Although she considered raising children her primary mission in life, after my brother and I had been in school for a few years she decided to re-enter the work force. She got a job with a rental office as a bookkeeper, where she was primarily responsible for accounts payable and receivable. It wasn’t long, however, before computers entered the office, and manual ways of doing things were on their way out. Like so many users before (and after) her, my mother resisted the transition.
“I don’t want to use them. I don’t want to learn,” she told me at the time. “I just can’t get this stuff, Shane.” I tried to assure her she could, but it was too late. Her immediate supervisor (whom she disliked) got the requisite computer training and therefore took over some of her favourite duties. She was left with the grunt work, and she resented the technology as much as the staffer who shut her out.

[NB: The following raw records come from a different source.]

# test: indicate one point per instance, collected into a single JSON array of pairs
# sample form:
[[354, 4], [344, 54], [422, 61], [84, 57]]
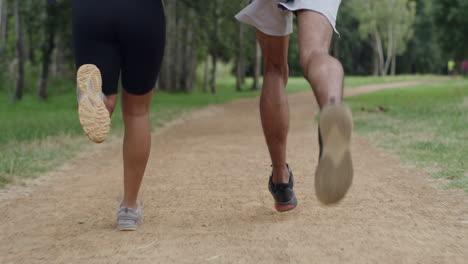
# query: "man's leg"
[[137, 144], [324, 73], [334, 172], [274, 109]]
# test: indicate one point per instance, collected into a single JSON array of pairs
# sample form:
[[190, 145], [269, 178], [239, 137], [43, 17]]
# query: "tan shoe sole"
[[93, 114], [334, 173]]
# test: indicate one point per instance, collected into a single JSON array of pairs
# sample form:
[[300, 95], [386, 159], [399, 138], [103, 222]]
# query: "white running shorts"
[[275, 17]]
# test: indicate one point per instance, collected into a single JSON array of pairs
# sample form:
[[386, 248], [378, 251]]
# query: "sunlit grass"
[[26, 124], [427, 125]]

Later, she took a job at a call centre near my hometown, selling everything from books to pantyhose using a customer relationship management system on a desktop PC. “I don’t think I’m going to last a week,” she said, before going on to work there for the better part of seven years. “I don’t think I can do the computer.” By “do the computer,” she meant learn the applications and the operating system.
This was someone who had never seen Microsoft Windows, someone who had never even used a word processor, by the year 1999. Her boss (a great one this time) promised her she would not only get the hang of it, but that she would be showing others before too long. He was right.
Susan Lorraine Schick died last month at the age of 59, leaving behind an army of friends and co-workers who were grateful to her for helping them get adjusted to their job. “She didn’t just teach me the computer, she showed me how to sell,” many of them told me at her funeral. Mom never really saw technology as an end in itself. She recognized it for the tool it was and her pride in mastering it was something that few IT managers, unfortunately, will likely experience in the future.
Mom’s success with the computer gave her self-confidence, the respect of her peers and the ability to generate considerable revenue for her company. For all the talk about IT failures being caused by people problems, we seldom look at the people who overcome those problems. To my mother’s great and enduring surprise, she was one of them.